The Nanavati Commission, probing last year's sectarian violence in Gujarat, started its hearings in Ahmedabad on Wednesday under a cloud of controversy with a prominent Muslim organization boycotting the proceedings.

"Our stand has been clear from the day Justice KG Shah was inducted into the commission. We knew that justice would elude us," chairperson of the Gujarat chapter of the Jamaat-e-Islami, Mohammed Safi Madni said.

The group, which has been involved in relief work, is currently engaged in helping rehabilitate the riot victims.

As the two-member commission began hearing depositions of the riot victims, there were others who expressed their lack of faith in it.

Senior High Court advocate Mohsin Quadri said it was a state government tool.

"The commission is the state government's tool to collect evidence in support of the perpetrators of the communal violence," Quadri alleged.

The two-member commission, headed by retired Justice GT Nanavati, has been entrusted with the task of investigating the causes of last year's riots, which killed at least 1,000 people.

The hearings in Ahmedabad, the last stop before the commission completes its investigation, are considered particularly crucial because the city accounted for about half of the killings.


In the first phase of the hearings until July 22, the commission will hear only those from the predominantly Hindu neighbourhoods of western Ahmedabad.

It is only in the second phase, scheduled to begin from July 28, when the commission will investigate the killings in Naroda-Patia and Gulbarg Society -- 85 people were killed in Naroda-Patia and 39, including former Congress parliamentarian Ehsan Jafri, in Gulbarg Society in eastern Ahmedabad.

Thus, the riot victims of two of the most brutal incidents in last year's violence will have to wait before they get a chance to depose.

Human rights activists pointed out that only incidents of looting of Muslim property and minor skirmishes were reported from western Ahmedabad.

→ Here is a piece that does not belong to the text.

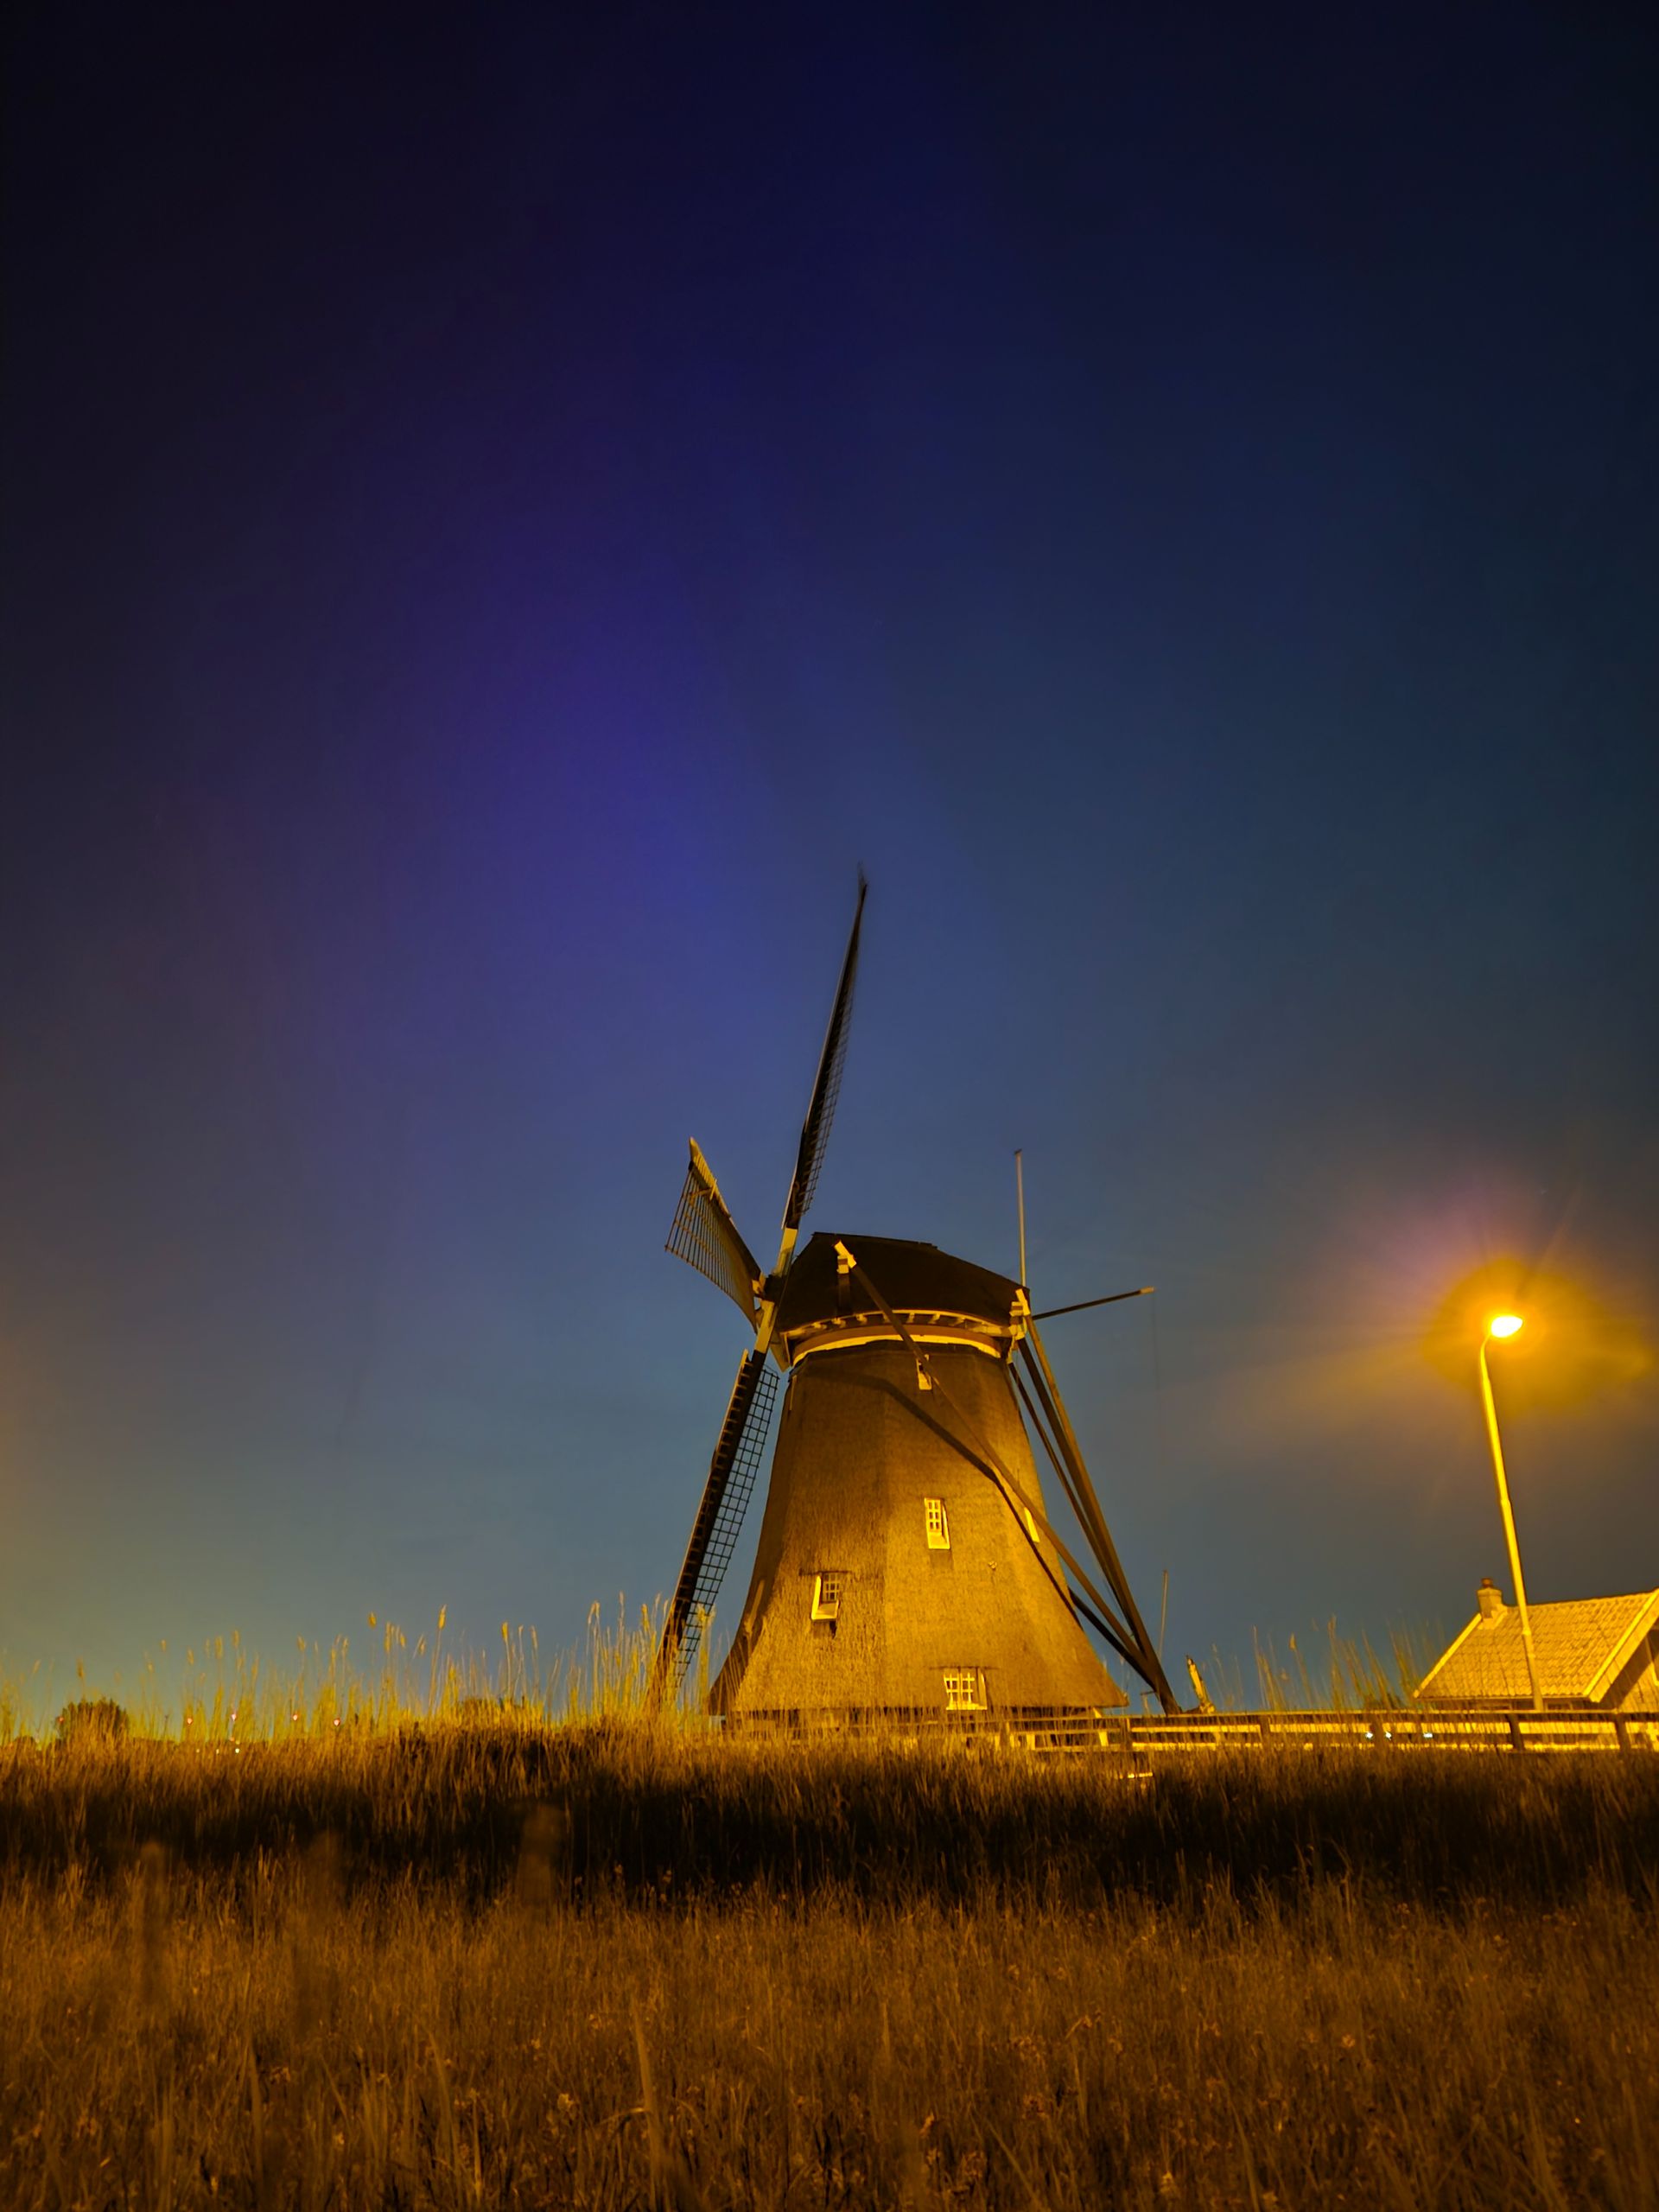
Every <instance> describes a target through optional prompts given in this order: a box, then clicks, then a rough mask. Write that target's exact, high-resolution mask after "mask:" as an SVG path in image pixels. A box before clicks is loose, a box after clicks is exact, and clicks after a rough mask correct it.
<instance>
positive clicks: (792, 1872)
mask: <svg viewBox="0 0 1659 2212" xmlns="http://www.w3.org/2000/svg"><path fill="white" fill-rule="evenodd" d="M1655 1869H1659V1759H1650V1756H1646V1754H1630V1756H1604V1759H1553V1756H1548V1759H1546V1756H1540V1759H1531V1761H1528V1759H1506V1756H1489V1754H1447V1756H1400V1754H1363V1752H1343V1754H1316V1756H1307V1754H1301V1756H1294V1754H1285V1756H1279V1759H1272V1756H1265V1754H1263V1756H1234V1754H1225V1756H1210V1759H1197V1761H1192V1763H1190V1765H1183V1767H1175V1770H1170V1772H1159V1774H1157V1776H1155V1778H1152V1781H1135V1778H1130V1776H1126V1774H1124V1772H1121V1770H1119V1767H1115V1765H1113V1763H1110V1761H1106V1759H1071V1761H1033V1759H1024V1756H1011V1754H998V1752H971V1750H964V1747H960V1745H956V1747H951V1745H931V1747H929V1745H918V1747H902V1745H887V1747H883V1745H810V1747H801V1745H796V1747H770V1750H768V1747H757V1745H741V1743H719V1741H710V1739H708V1736H701V1734H695V1732H677V1730H666V1728H644V1725H637V1723H635V1725H628V1723H624V1721H608V1723H604V1721H602V1723H575V1725H562V1728H555V1725H524V1723H515V1721H511V1719H509V1721H484V1719H471V1721H467V1719H456V1721H447V1723H434V1725H422V1728H416V1725H400V1728H398V1725H361V1728H352V1725H343V1728H338V1730H334V1728H332V1721H330V1723H327V1725H325V1728H323V1730H314V1732H310V1734H294V1736H290V1739H288V1741H250V1743H243V1745H241V1747H234V1743H230V1741H228V1739H226V1736H223V1732H221V1734H219V1736H217V1739H215V1741H204V1743H177V1741H170V1743H168V1741H142V1739H128V1741H100V1739H80V1741H71V1743H62V1745H35V1743H29V1741H18V1743H11V1745H0V2203H4V2205H38V2208H42V2212H44V2208H51V2212H58V2208H80V2205H86V2208H104V2205H111V2208H113V2205H153V2208H173V2205H250V2208H263V2205H303V2208H319V2212H321V2208H325V2205H330V2208H356V2205H409V2208H414V2205H595V2208H599V2205H604V2208H626V2205H641V2208H644V2205H650V2203H659V2205H675V2208H688V2205H708V2208H723V2205H801V2208H803V2212H805V2208H807V2205H1018V2208H1031V2205H1044V2208H1046V2205H1057V2208H1068V2205H1091V2208H1099V2205H1146V2208H1170V2205H1274V2208H1314V2205H1354V2208H1367V2212H1369V2208H1407V2205H1418V2208H1425V2212H1429V2208H1436V2212H1440V2208H1460V2205H1506V2208H1564V2205H1608V2208H1619V2212H1650V2208H1652V2205H1655V2203H1659V2017H1657V2013H1655V2002H1652V1993H1655V1989H1659V1944H1657V1942H1655V1907H1657V1902H1659V1898H1657V1889H1655V1882H1657V1874H1655Z"/></svg>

The major incidents of violence occurred in the eastern Ahmedabad, which has a mixed population of Hindus and Muslims.

But controversy is not new for the commission.

Two months ago in May, Nanavati created a storm when he gave a clean chit to the Bharatiya Janata Party (BJP) government. He said the government had no role to play in the communal violence and there was no clinching evidence available against it.

This was despite several rights groups and victims who said the state government had actively colluded with rightwing Hindu groups in the riots.

Following the widely criticized statement, the commission's hearing in Vadodara last month was boycotted by several NGOs and civil liberties groups.

The commission began its hearing last year from Godhra, from where the riots had sparked off after the killing of 59 train passengers.

The commission has so far held hearings in 22 of the 25 districts and received more than 4,000 representations from the riot victims narrating incidents of violence.